Anthropic vs OpenAI — The Race That Defines the Decade
Five years ago, Dario Amodei and a group of researchers left OpenAI and founded Anthropic on a simple thesis: that building safe, reliable AI required a different approach than the one OpenAI was taking. For most of that five years, Anthropic was the principled underdog — smaller, slower to monetize, more cautious about deployment.
That narrative is now obsolete.
At $900 billion, Anthropic would surpass OpenAI's $852 billion valuation and become the most valuable private AI company in the world. Its revenue trajectory is comparable to OpenAI's — which has surpassed $25 billion in annualized revenue and is also targeting a 2026 IPO. The two companies are now effectively matched in scale, infrastructure commitments, and investor appetite.
The competitive dynamic between them is the most consequential rivalry in technology right now. OpenAI has ChatGPT, the consumer brand that defined the category. Anthropic has Claude, which has won the enterprise — particularly in coding and professional workflows. Both are racing toward public markets. Both are securing tens of billions in compute infrastructure. Both are building toward models that operate autonomously across complex, multi-step tasks.
The decade-defining question isn't which one wins. It's whether the market they're both building is large enough to support two near-trillion dollar companies simultaneously. Based on current revenue trajectories, the answer may be yes.
What a $900 Billion Valuation Actually Means
Pull back from the numbers for a moment and consider what this valuation signals about the broader AI market.
A $900 billion private valuation — before an IPO, before full public market price discovery — implies that sophisticated institutional investors believe Anthropic will be worth significantly more than that as a public company. You don't pay $900 billion for a private stake in a company you think will IPO at $950 billion. You pay it because you believe the public market will ultimately value it at $1.5 trillion, $2 trillion, or beyond.
That belief is grounded in one assumption: that AI is not a technology cycle. It's a platform shift. The kind that happens once or twice in a generation — like the internet, like mobile — where the companies that establish dominant positions in the early years compound into the most valuable enterprises on earth.
The valuation gap between Anthropic today and Anthropic at IPO is a bet on that thesis. So is every dollar going into OpenAI, Google's AI investments, Microsoft's Azure AI buildout, and Meta's $115 billion capex commitment.

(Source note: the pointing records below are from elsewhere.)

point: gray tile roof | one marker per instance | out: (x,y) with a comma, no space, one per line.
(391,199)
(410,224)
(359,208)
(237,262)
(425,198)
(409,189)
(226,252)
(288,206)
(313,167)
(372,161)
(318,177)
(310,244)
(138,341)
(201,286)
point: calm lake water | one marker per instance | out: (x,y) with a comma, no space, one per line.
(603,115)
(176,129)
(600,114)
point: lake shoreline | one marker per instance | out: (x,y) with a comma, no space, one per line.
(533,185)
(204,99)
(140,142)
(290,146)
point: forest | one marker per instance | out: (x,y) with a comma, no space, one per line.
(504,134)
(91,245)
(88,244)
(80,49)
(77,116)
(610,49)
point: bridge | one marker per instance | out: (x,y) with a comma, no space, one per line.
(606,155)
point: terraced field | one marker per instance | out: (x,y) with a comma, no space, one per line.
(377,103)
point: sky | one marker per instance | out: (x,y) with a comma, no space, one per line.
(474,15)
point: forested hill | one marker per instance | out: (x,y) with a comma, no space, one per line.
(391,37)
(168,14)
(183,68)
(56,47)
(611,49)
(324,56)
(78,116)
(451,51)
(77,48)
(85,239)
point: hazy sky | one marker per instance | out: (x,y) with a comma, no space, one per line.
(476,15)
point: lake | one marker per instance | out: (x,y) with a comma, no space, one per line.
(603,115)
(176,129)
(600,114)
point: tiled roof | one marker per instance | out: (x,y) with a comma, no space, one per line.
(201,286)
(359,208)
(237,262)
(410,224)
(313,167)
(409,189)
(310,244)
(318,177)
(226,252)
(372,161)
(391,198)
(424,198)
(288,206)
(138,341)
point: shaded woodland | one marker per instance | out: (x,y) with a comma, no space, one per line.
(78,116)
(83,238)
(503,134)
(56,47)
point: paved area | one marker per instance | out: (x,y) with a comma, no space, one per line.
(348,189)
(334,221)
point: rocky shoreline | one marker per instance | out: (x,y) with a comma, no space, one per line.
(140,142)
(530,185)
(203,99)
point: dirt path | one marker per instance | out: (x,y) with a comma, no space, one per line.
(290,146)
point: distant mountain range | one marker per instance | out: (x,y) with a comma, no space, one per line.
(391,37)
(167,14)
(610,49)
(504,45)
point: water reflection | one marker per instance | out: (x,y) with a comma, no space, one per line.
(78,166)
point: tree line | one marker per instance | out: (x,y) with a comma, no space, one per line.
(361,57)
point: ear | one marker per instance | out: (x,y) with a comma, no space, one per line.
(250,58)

The market has made its call. The question now is whether the models, the infrastructure, and the revenue can keep pace with the expectations baked into these numbers. Anthropic's trajectory over the last four months suggests it might.
The board meeting is in May. The IPO could come in October. The most watched company in technology is about to go public — and the price the market puts on it will tell us everything about what the world thinks AI is actually worth.